5. Eine Anspruchskonkurrenz zwischen gesetzlichem Abfindungsanspruch bei betriebsbedingter Kündigung Entlassungsentschädigung gemäß § 1a KSchG und Sozialplananspruch ist im Sozialplan zu regeln (Anrechnungsklausel).
Normenkette
KSchG § 1a; KSchG § 1a Abs. 1 S. 2, Abs. 2 S. 1; BetrVG § 112 Abs. 1
Verfahrensgang
ArbG Frankfurt (Oder) (Entscheidung vom 04.03.2015; Aktenzeichen 5 Ca 1616/14) |
Nachgehend
Tenor
I. Die Berufung der Beklagten gegen das Urteil des Arbeitsgerichts Frankfurt (Oder) vom 4. März 2015 - 5 Ca 1616/14 - wird auf ihre Kosten zurückgewiesen.

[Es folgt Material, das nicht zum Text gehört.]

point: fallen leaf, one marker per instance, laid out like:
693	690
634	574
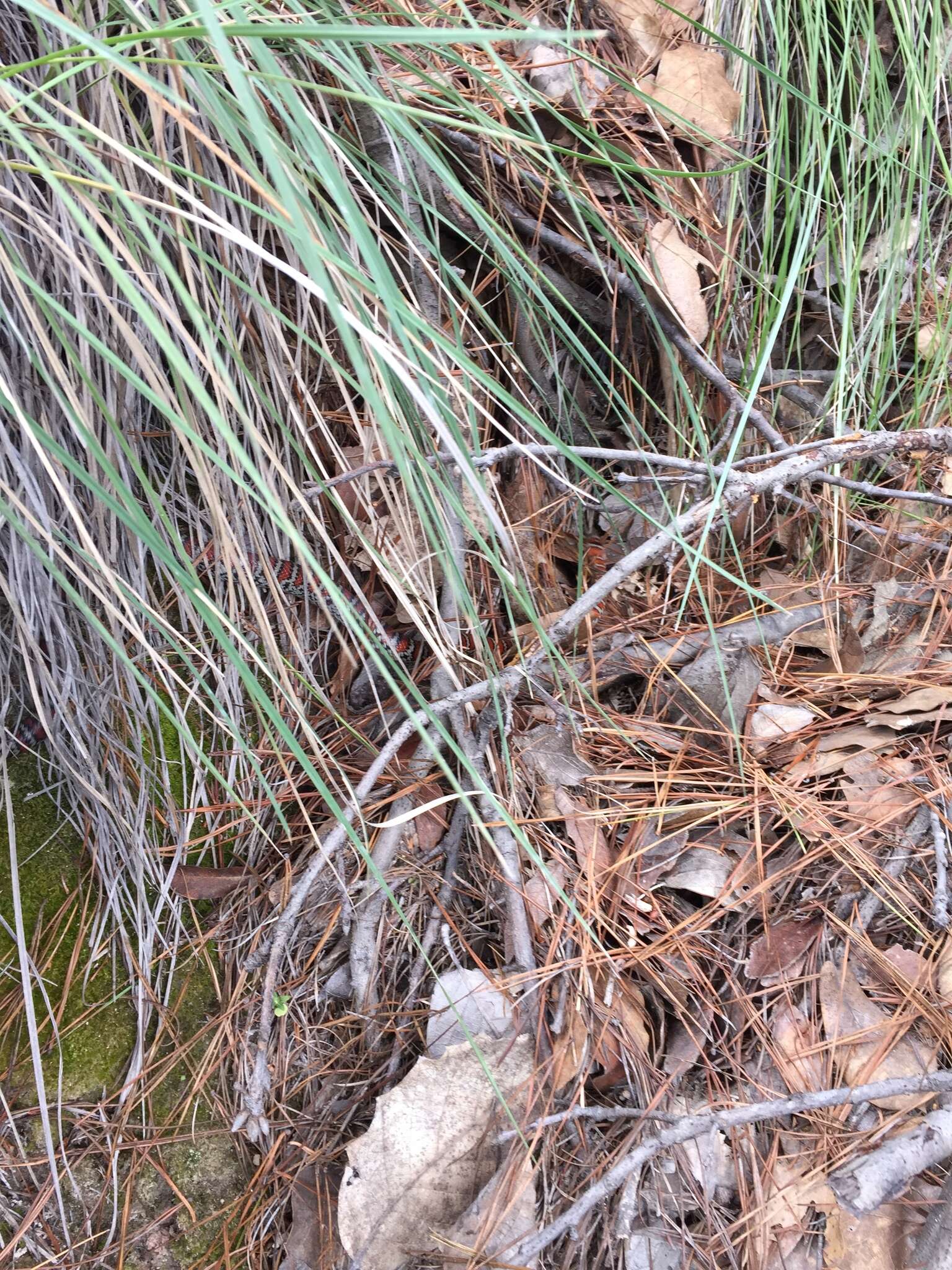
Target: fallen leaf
654	1250
311	1240
197	882
943	970
691	84
500	1217
685	1042
565	79
569	1050
620	1029
875	797
676	267
430	1151
794	1186
863	1038
930	339
923	705
723	682
592	850
550	752
702	871
835	750
651	25
913	968
465	998
707	1157
541	897
775	721
874	1242
796	1055
781	946
885	247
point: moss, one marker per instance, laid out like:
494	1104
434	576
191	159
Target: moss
97	1025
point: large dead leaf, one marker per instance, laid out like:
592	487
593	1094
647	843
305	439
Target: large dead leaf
776	721
874	1242
867	1046
565	79
465	998
702	871
923	705
691	84
650	25
201	882
676	266
654	1250
500	1219
430	1151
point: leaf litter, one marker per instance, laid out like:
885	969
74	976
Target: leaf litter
720	838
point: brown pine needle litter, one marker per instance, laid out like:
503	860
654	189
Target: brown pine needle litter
475	637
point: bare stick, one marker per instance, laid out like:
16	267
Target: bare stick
871	1180
741	489
696	1126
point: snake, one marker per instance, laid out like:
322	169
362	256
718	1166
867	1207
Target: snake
294	580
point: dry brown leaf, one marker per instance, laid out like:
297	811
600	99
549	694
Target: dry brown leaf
837	748
565	79
676	266
874	791
930	339
863	1038
466	1000
650	25
886	246
596	859
550	752
428	1151
312	1238
914	970
500	1217
197	882
874	1242
541	897
776	721
796	1055
692	84
794	1188
701	870
620	1028
569	1050
781	946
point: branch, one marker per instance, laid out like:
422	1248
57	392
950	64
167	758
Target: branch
863	1184
696	1126
741	489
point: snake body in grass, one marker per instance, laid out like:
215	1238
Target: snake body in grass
294	580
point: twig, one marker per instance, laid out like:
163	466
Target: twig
883	1175
940	846
696	1126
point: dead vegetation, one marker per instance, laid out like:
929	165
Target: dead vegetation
611	928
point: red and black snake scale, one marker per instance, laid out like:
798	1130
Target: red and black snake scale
294	580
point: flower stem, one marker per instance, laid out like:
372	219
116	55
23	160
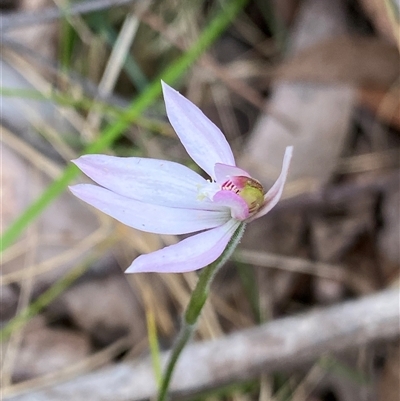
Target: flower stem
194	308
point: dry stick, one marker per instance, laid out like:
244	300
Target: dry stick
20	19
282	344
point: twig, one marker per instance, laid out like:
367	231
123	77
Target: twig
20	19
279	345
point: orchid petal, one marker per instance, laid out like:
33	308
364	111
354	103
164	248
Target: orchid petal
271	198
223	172
159	182
238	206
190	254
201	138
148	217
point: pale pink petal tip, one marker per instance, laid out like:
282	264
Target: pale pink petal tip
190	254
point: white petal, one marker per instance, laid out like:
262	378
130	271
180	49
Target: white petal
223	172
238	206
202	139
159	182
271	198
147	217
190	254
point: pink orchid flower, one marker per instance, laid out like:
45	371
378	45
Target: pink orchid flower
164	197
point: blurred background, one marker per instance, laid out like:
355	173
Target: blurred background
84	77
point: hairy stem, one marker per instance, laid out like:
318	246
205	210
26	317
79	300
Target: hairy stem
194	308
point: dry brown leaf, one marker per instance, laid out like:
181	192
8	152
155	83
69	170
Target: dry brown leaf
359	60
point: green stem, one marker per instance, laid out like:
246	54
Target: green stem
194	308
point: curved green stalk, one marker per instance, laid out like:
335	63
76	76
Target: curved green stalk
194	308
115	129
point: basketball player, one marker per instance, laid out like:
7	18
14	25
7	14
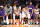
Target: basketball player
17	12
36	14
2	14
31	8
8	11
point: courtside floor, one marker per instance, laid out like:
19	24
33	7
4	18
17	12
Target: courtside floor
21	26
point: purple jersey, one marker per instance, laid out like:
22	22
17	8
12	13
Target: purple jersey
30	8
2	12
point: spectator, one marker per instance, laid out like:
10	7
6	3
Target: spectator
31	8
8	10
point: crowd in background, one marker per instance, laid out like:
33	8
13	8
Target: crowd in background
7	8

II. Die Revision wird zugelassen.
Tatbestand
Der Kläger nimmt die Beklagte, bei der er seit 1974 beschäftigt war, auf Zahlung einer Abfindung nach § 1 a KSchG in Höhe von 86.300,00 Euro in Anspruch, nachdem er gegen die betriebsbedingte Kündigung der Beklagten mit dem Schreiben vom 10. Februar 2014 (Anlage K 1, Bl. 4 - 5 d. A.) keine Kündigungsschutzklage erhoben hat und die Beklagte an ihn eine Abfindung aus einem Interessenausgleich vom 15. Januar 2014 (Anlage K 3, Bl. 7 - 10 d. A.) in gleicher Höhe gezahlt hat. Von der weiteren Darstellung des Sach- und Streitstandes erster Instanz wird unter Bezugnahme auf den Tatbestand des angefochtenen Urteils abgesehen.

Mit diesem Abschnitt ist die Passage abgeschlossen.